M. NATALIA C. ZARYCZ; RODRIGO D. TOSSO; M. AYELÉN SCHIEL; LUISA GOICOCHEA MORO; HÉCTOR A. BALDONI; EMILIO ANGELINA ; CAMILA ADÁRVEZ-FARESÍN ; RICARDO D. ENRIZ

Rosario, Santa Fe

Congreso; L Reunión Anual de la Sociedad Argentina de Biofísica; 2022

Sociedad Argentina de Biofísica

We report here for the first time the potential energy surfaces of phenyletilamine and meta-tyramine at the D2 dopamine receptor binding site. Potential energy surfaces not only allow us to observe all the critical points of the surface (minimums, maximums, and transition states), but also to note the ease or difficulty that each local minima have for their conformational inter-conversions and therefore know the conformational flexibility that these ligands have in their active sites.
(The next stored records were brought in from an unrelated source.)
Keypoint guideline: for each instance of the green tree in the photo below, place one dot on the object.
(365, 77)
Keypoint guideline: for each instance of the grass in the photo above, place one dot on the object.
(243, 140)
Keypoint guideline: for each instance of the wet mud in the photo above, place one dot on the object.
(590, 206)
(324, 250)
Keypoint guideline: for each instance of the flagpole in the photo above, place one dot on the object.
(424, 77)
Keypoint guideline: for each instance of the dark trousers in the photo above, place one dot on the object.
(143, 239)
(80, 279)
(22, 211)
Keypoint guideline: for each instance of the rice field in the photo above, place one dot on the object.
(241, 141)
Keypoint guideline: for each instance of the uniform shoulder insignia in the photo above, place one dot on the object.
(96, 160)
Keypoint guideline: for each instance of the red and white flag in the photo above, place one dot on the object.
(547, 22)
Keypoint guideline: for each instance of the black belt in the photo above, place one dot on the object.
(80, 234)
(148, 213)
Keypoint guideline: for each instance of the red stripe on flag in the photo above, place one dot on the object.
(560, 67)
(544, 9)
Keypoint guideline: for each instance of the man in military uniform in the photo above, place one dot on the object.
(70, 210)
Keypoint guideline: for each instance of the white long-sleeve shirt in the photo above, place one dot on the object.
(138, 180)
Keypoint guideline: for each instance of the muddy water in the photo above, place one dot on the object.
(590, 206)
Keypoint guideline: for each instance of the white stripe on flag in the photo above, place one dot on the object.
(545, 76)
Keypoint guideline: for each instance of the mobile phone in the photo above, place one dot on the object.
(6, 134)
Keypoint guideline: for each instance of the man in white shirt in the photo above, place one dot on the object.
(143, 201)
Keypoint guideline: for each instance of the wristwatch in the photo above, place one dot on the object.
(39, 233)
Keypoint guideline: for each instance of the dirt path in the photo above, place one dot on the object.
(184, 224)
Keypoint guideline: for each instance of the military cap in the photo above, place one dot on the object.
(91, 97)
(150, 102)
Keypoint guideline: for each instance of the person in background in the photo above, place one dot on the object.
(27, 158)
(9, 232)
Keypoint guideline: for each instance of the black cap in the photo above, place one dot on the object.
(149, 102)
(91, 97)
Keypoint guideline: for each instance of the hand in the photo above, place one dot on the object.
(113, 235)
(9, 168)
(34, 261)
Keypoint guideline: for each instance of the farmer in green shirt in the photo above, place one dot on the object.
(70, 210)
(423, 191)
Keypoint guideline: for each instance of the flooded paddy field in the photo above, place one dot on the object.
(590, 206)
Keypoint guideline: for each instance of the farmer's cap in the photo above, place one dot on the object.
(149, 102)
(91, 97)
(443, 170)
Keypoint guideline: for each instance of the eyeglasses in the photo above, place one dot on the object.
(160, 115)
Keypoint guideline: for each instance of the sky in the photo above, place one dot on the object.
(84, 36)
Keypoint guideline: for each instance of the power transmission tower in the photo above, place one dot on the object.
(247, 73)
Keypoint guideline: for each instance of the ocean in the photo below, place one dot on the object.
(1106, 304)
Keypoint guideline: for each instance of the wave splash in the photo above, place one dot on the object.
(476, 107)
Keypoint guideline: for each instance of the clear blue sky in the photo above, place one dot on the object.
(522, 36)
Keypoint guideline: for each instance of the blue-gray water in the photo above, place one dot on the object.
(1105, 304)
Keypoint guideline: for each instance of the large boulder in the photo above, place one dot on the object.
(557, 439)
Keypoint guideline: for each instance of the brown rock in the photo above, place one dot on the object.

Taking advantage of possessing this valuable information, we analyze how accurate a standard docking study is in these cases. Our results indicate that although we have to be careful in how to carry out this type of study and to consider performing some extra-simulations, docking calculations can be satisfactory. In order to analyze in detail the different molecular interactions that are stabilizing the different ligand-receptor complexes, we carried out quantum theory of atoms in molecules computations and NMR shielding calculations. Although some of these techniques are a bit tedious and require more computational time, our results demonstrate the importance of performing computational simulations using different types of combined techniques in order to obtain more accurate results. Our results allow us to understand in details the molecular interactions stabilizing and destabilizing the different ligand receptor complexes reported here. Thus, the different activities observed for dopamine, meta-tyramine, and phenyletilamine can be clearly explained at molecular level.